He oversaw 22 Alliance productions. His favorites include "Mary's Wedding" and "Slaughter City," both of which he also directed.
Skidmore, 30, says it's time for him to move on and "refill the well" after expending much energy to open the company's H Street Playhouse venue in 2002 and establish the Theater Alliance there. After stepping down, he will become an artistic associate of the company.
Taking over July 1 as interim artistic director will be Theater Alliance's board president and co-founder (with Adele Robey), Paul-Douglas Michnewicz. (He'll leave the board when he takes over Skidmore's position.) It will be a return engagement for Michnewicz, 44, who served as Theater Alliance's first artistic director from 1993 to 1998. Last August he staged the Alliance's hit "3/4 of a Mass for St.
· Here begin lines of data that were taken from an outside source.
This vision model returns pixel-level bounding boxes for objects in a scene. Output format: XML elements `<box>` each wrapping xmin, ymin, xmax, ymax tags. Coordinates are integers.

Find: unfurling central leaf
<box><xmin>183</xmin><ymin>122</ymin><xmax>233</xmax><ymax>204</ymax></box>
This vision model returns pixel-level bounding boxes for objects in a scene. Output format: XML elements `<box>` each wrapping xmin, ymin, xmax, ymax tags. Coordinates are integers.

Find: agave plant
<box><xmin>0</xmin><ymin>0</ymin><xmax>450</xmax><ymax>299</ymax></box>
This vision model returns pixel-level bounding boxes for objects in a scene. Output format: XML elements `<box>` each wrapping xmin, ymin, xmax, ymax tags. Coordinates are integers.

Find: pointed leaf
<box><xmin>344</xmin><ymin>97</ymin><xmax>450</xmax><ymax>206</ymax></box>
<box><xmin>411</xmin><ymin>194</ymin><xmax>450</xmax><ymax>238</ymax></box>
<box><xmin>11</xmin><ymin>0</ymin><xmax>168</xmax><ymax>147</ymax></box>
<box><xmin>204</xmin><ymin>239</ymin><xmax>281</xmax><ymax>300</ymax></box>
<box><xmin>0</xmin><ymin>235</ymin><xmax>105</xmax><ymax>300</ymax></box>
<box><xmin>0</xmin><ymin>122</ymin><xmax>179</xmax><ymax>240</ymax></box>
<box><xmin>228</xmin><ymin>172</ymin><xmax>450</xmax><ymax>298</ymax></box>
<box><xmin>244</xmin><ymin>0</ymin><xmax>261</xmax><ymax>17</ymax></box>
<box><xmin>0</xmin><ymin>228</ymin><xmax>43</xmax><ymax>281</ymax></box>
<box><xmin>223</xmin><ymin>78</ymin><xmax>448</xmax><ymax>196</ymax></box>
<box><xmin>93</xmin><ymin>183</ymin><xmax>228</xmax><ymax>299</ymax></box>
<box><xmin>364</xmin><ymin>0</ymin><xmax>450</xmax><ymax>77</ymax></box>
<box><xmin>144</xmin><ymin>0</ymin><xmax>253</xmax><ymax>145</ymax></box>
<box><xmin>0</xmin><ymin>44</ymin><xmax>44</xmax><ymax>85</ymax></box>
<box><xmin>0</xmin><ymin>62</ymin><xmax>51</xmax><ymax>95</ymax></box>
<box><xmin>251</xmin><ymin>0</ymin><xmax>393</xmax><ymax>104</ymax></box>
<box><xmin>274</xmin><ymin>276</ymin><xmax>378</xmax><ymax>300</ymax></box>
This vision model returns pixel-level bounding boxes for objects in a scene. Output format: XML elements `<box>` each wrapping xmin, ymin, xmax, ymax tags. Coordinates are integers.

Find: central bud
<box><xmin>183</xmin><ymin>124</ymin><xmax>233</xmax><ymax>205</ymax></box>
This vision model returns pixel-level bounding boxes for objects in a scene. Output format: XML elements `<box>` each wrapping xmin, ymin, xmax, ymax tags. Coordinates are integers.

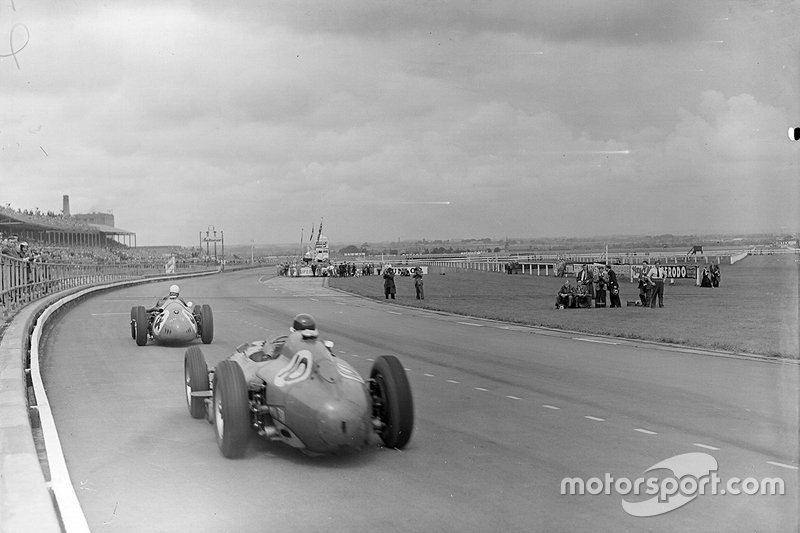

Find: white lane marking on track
<box><xmin>572</xmin><ymin>337</ymin><xmax>619</xmax><ymax>346</ymax></box>
<box><xmin>692</xmin><ymin>442</ymin><xmax>719</xmax><ymax>450</ymax></box>
<box><xmin>767</xmin><ymin>461</ymin><xmax>797</xmax><ymax>470</ymax></box>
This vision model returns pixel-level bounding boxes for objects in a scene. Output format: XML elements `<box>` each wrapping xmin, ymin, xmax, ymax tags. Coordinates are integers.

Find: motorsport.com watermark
<box><xmin>561</xmin><ymin>452</ymin><xmax>786</xmax><ymax>516</ymax></box>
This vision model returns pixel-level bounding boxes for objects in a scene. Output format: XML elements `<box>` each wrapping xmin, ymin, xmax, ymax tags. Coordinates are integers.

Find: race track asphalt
<box><xmin>41</xmin><ymin>269</ymin><xmax>800</xmax><ymax>532</ymax></box>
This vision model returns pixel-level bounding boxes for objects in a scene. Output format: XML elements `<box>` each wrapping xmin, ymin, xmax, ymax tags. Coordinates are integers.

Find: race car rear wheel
<box><xmin>133</xmin><ymin>305</ymin><xmax>148</xmax><ymax>346</ymax></box>
<box><xmin>213</xmin><ymin>359</ymin><xmax>250</xmax><ymax>458</ymax></box>
<box><xmin>369</xmin><ymin>355</ymin><xmax>414</xmax><ymax>448</ymax></box>
<box><xmin>183</xmin><ymin>346</ymin><xmax>211</xmax><ymax>418</ymax></box>
<box><xmin>200</xmin><ymin>304</ymin><xmax>214</xmax><ymax>344</ymax></box>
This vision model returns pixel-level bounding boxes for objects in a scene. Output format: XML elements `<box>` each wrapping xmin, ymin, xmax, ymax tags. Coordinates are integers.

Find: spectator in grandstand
<box><xmin>647</xmin><ymin>259</ymin><xmax>666</xmax><ymax>309</ymax></box>
<box><xmin>414</xmin><ymin>267</ymin><xmax>425</xmax><ymax>300</ymax></box>
<box><xmin>383</xmin><ymin>265</ymin><xmax>397</xmax><ymax>300</ymax></box>
<box><xmin>556</xmin><ymin>278</ymin><xmax>575</xmax><ymax>309</ymax></box>
<box><xmin>606</xmin><ymin>264</ymin><xmax>622</xmax><ymax>307</ymax></box>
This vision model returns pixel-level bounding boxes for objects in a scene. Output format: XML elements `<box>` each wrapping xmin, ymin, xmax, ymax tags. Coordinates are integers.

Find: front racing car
<box><xmin>131</xmin><ymin>300</ymin><xmax>214</xmax><ymax>346</ymax></box>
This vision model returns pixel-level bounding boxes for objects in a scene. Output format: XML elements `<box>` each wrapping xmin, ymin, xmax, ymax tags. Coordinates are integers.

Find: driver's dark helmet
<box><xmin>292</xmin><ymin>313</ymin><xmax>317</xmax><ymax>331</ymax></box>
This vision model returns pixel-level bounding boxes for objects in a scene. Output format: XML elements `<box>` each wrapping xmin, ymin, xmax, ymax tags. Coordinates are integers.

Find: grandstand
<box><xmin>0</xmin><ymin>195</ymin><xmax>136</xmax><ymax>248</ymax></box>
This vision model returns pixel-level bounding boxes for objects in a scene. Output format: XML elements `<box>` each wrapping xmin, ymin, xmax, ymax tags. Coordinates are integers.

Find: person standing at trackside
<box><xmin>709</xmin><ymin>263</ymin><xmax>722</xmax><ymax>287</ymax></box>
<box><xmin>639</xmin><ymin>259</ymin><xmax>652</xmax><ymax>307</ymax></box>
<box><xmin>577</xmin><ymin>264</ymin><xmax>594</xmax><ymax>300</ymax></box>
<box><xmin>414</xmin><ymin>267</ymin><xmax>425</xmax><ymax>300</ymax></box>
<box><xmin>383</xmin><ymin>265</ymin><xmax>397</xmax><ymax>300</ymax></box>
<box><xmin>647</xmin><ymin>259</ymin><xmax>665</xmax><ymax>309</ymax></box>
<box><xmin>606</xmin><ymin>264</ymin><xmax>622</xmax><ymax>307</ymax></box>
<box><xmin>594</xmin><ymin>265</ymin><xmax>608</xmax><ymax>307</ymax></box>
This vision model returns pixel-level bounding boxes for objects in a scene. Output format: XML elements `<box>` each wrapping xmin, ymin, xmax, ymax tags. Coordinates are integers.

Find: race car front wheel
<box><xmin>213</xmin><ymin>359</ymin><xmax>250</xmax><ymax>458</ymax></box>
<box><xmin>183</xmin><ymin>346</ymin><xmax>211</xmax><ymax>418</ymax></box>
<box><xmin>134</xmin><ymin>305</ymin><xmax>149</xmax><ymax>346</ymax></box>
<box><xmin>369</xmin><ymin>355</ymin><xmax>414</xmax><ymax>448</ymax></box>
<box><xmin>200</xmin><ymin>304</ymin><xmax>214</xmax><ymax>344</ymax></box>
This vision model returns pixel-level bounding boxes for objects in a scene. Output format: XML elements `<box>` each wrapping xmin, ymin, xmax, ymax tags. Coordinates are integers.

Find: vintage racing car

Vivian."
Michnewicz [pronounced mickNEVitch] works with VSA Arts, which is affiliated with the Kennedy Center; is assistant director for opera companies, including Washington National Opera; and also teaches acting. He says he shares with Skidmore a taste for newer or rarely performed works "that challenge the theatrical imagination of the audience."
Other challenges await him, too. "We're still a very tiny company," Michnewicz says. "Even though the art part has taken us to great heights, we still have a lot of work to do on the infrastructure, and that is hopefully what I'm going to be doing in the next 12 to 16 months." He adds that he'll work on "finances, board structure, staffing, all of it."
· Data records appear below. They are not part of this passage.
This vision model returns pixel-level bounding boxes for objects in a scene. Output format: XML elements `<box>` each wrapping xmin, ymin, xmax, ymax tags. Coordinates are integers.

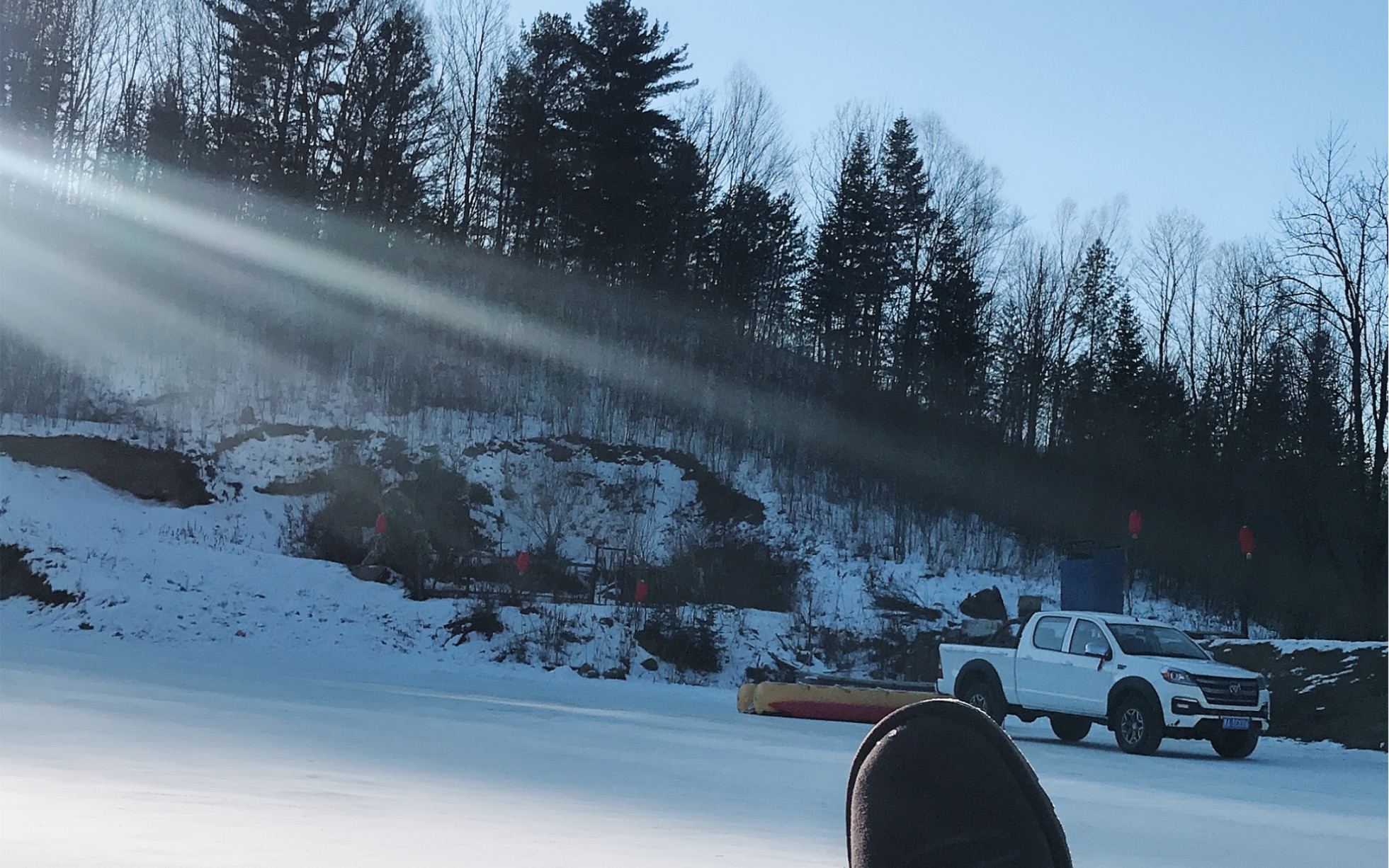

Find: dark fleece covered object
<box><xmin>846</xmin><ymin>699</ymin><xmax>1071</xmax><ymax>868</ymax></box>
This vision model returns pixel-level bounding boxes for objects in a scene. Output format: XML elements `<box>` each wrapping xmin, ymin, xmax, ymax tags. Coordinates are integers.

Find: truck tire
<box><xmin>1051</xmin><ymin>714</ymin><xmax>1090</xmax><ymax>741</ymax></box>
<box><xmin>1113</xmin><ymin>693</ymin><xmax>1165</xmax><ymax>757</ymax></box>
<box><xmin>956</xmin><ymin>675</ymin><xmax>1009</xmax><ymax>726</ymax></box>
<box><xmin>1211</xmin><ymin>729</ymin><xmax>1259</xmax><ymax>760</ymax></box>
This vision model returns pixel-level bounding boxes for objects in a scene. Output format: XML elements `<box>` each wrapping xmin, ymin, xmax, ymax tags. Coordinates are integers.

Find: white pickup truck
<box><xmin>936</xmin><ymin>611</ymin><xmax>1269</xmax><ymax>757</ymax></box>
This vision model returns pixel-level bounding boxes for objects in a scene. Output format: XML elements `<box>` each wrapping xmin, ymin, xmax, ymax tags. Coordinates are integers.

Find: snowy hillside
<box><xmin>0</xmin><ymin>392</ymin><xmax>1249</xmax><ymax>685</ymax></box>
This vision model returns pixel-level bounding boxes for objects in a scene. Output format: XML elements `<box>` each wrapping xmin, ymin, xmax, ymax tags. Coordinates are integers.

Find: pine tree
<box><xmin>1298</xmin><ymin>328</ymin><xmax>1346</xmax><ymax>467</ymax></box>
<box><xmin>211</xmin><ymin>0</ymin><xmax>357</xmax><ymax>195</ymax></box>
<box><xmin>924</xmin><ymin>218</ymin><xmax>992</xmax><ymax>419</ymax></box>
<box><xmin>1075</xmin><ymin>239</ymin><xmax>1123</xmax><ymax>371</ymax></box>
<box><xmin>882</xmin><ymin>117</ymin><xmax>939</xmax><ymax>396</ymax></box>
<box><xmin>325</xmin><ymin>6</ymin><xmax>438</xmax><ymax>222</ymax></box>
<box><xmin>803</xmin><ymin>133</ymin><xmax>896</xmax><ymax>378</ymax></box>
<box><xmin>1104</xmin><ymin>293</ymin><xmax>1149</xmax><ymax>397</ymax></box>
<box><xmin>483</xmin><ymin>13</ymin><xmax>579</xmax><ymax>265</ymax></box>
<box><xmin>144</xmin><ymin>75</ymin><xmax>193</xmax><ymax>166</ymax></box>
<box><xmin>1236</xmin><ymin>341</ymin><xmax>1298</xmax><ymax>461</ymax></box>
<box><xmin>569</xmin><ymin>0</ymin><xmax>695</xmax><ymax>280</ymax></box>
<box><xmin>705</xmin><ymin>179</ymin><xmax>805</xmax><ymax>336</ymax></box>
Skidmore and Michnewicz will choose the 2007-08 season together so that, as Skidmore explains, "the aesthetic, in terms of the plays that Theater Alliance has picked historically, will continue." His taste and Michnewicz's echo each other, notes Skidmore, who expresses a fondness for "nonlinear" narratives and "things that make plays uniquely theater, that would never work as a film."
Skidmore recently guest-directed Lanford Wilson's drama "The Gingham Dog" for African Continuum Theatre Company. At Theater Alliance he staged "Gross Indecency: The Three Trials of Oscar Wilde" in August 2005 and will direct "Blue/Orange" there this spring. At the moment he is rehearsing Sarah Kane's "Crave" at Signature Theatre (it runs Jan. 30-April 1). Much of his time, though, is spent producing the Theater Alliance season and scaring up underwriting. That leaves less time to direct.
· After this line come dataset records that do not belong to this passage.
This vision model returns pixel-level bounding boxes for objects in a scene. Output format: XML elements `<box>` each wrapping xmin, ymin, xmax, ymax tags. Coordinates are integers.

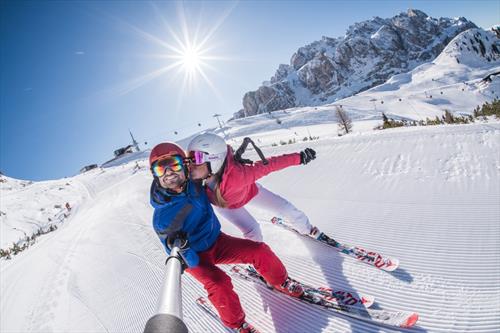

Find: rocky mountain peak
<box><xmin>234</xmin><ymin>9</ymin><xmax>476</xmax><ymax>118</ymax></box>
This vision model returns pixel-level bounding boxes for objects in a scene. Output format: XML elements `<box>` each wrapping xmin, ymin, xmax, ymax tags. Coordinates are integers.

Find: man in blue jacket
<box><xmin>149</xmin><ymin>142</ymin><xmax>303</xmax><ymax>333</ymax></box>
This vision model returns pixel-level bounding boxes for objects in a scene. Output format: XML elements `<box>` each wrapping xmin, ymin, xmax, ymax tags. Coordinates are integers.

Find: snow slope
<box><xmin>0</xmin><ymin>120</ymin><xmax>500</xmax><ymax>333</ymax></box>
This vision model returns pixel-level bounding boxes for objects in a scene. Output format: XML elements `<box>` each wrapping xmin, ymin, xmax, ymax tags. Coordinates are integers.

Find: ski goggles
<box><xmin>151</xmin><ymin>155</ymin><xmax>184</xmax><ymax>177</ymax></box>
<box><xmin>188</xmin><ymin>150</ymin><xmax>210</xmax><ymax>165</ymax></box>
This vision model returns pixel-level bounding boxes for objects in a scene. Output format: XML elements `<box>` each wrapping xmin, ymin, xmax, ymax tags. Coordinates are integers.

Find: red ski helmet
<box><xmin>149</xmin><ymin>142</ymin><xmax>186</xmax><ymax>167</ymax></box>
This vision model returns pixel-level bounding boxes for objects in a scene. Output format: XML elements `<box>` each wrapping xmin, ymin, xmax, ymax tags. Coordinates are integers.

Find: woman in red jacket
<box><xmin>188</xmin><ymin>133</ymin><xmax>319</xmax><ymax>242</ymax></box>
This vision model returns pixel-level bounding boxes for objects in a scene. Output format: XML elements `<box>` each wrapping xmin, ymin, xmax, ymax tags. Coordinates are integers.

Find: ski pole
<box><xmin>144</xmin><ymin>238</ymin><xmax>188</xmax><ymax>333</ymax></box>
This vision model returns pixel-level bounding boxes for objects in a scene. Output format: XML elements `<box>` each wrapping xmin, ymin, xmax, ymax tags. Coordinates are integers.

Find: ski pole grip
<box><xmin>144</xmin><ymin>238</ymin><xmax>188</xmax><ymax>333</ymax></box>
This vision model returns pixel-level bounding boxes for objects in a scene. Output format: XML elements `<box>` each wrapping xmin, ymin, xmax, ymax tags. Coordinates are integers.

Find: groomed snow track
<box><xmin>0</xmin><ymin>123</ymin><xmax>500</xmax><ymax>333</ymax></box>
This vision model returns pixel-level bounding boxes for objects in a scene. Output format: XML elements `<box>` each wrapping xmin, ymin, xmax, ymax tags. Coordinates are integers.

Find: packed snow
<box><xmin>0</xmin><ymin>26</ymin><xmax>500</xmax><ymax>333</ymax></box>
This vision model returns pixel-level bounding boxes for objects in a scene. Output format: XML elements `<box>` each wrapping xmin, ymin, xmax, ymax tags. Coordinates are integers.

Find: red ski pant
<box><xmin>186</xmin><ymin>232</ymin><xmax>288</xmax><ymax>328</ymax></box>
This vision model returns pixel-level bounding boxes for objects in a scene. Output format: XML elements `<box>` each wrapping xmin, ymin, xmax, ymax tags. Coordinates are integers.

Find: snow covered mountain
<box><xmin>234</xmin><ymin>9</ymin><xmax>492</xmax><ymax>118</ymax></box>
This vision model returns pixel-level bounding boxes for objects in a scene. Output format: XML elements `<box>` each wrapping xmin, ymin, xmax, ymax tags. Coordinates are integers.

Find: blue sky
<box><xmin>0</xmin><ymin>0</ymin><xmax>500</xmax><ymax>180</ymax></box>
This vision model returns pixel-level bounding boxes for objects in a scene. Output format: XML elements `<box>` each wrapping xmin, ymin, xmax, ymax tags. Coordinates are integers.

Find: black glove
<box><xmin>300</xmin><ymin>148</ymin><xmax>316</xmax><ymax>164</ymax></box>
<box><xmin>167</xmin><ymin>231</ymin><xmax>189</xmax><ymax>249</ymax></box>
<box><xmin>165</xmin><ymin>231</ymin><xmax>189</xmax><ymax>273</ymax></box>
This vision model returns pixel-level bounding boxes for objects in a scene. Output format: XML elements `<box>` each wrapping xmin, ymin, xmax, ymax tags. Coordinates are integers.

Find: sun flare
<box><xmin>181</xmin><ymin>47</ymin><xmax>202</xmax><ymax>73</ymax></box>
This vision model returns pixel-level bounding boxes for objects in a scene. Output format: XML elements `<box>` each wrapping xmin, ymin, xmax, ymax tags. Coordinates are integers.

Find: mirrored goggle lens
<box><xmin>189</xmin><ymin>151</ymin><xmax>208</xmax><ymax>164</ymax></box>
<box><xmin>151</xmin><ymin>156</ymin><xmax>184</xmax><ymax>177</ymax></box>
"I'm just getting to the place where I'm starting to have to turn down jobs that I didn't want to have to be turning down," says Skidmore. Hence his decision to move on.
Sometime next season, says Michnewicz, he and the Theater Alliance board will begin a national search for a permanent artistic director and he will decide whether to throw his own hat into that ring.
More Than Marceau
Mimes don't get no respect these days, no respect at all. In many a bad movie, the poor fellows in whiteface and suspenders try to entertain on street corners and wind up getting the stuffing knocked out of them instead by heroes or villains -- or both. As if pantomime weren't central to the history of film, with masters such as Buster Keaton and Charlie Chaplin at the apex of both art forms.
Today, says Washington-based mime and actor Mark Jaster, "there are very few examples of the good stuff, [and] people don't think anymore of the silent film as a mimetic art."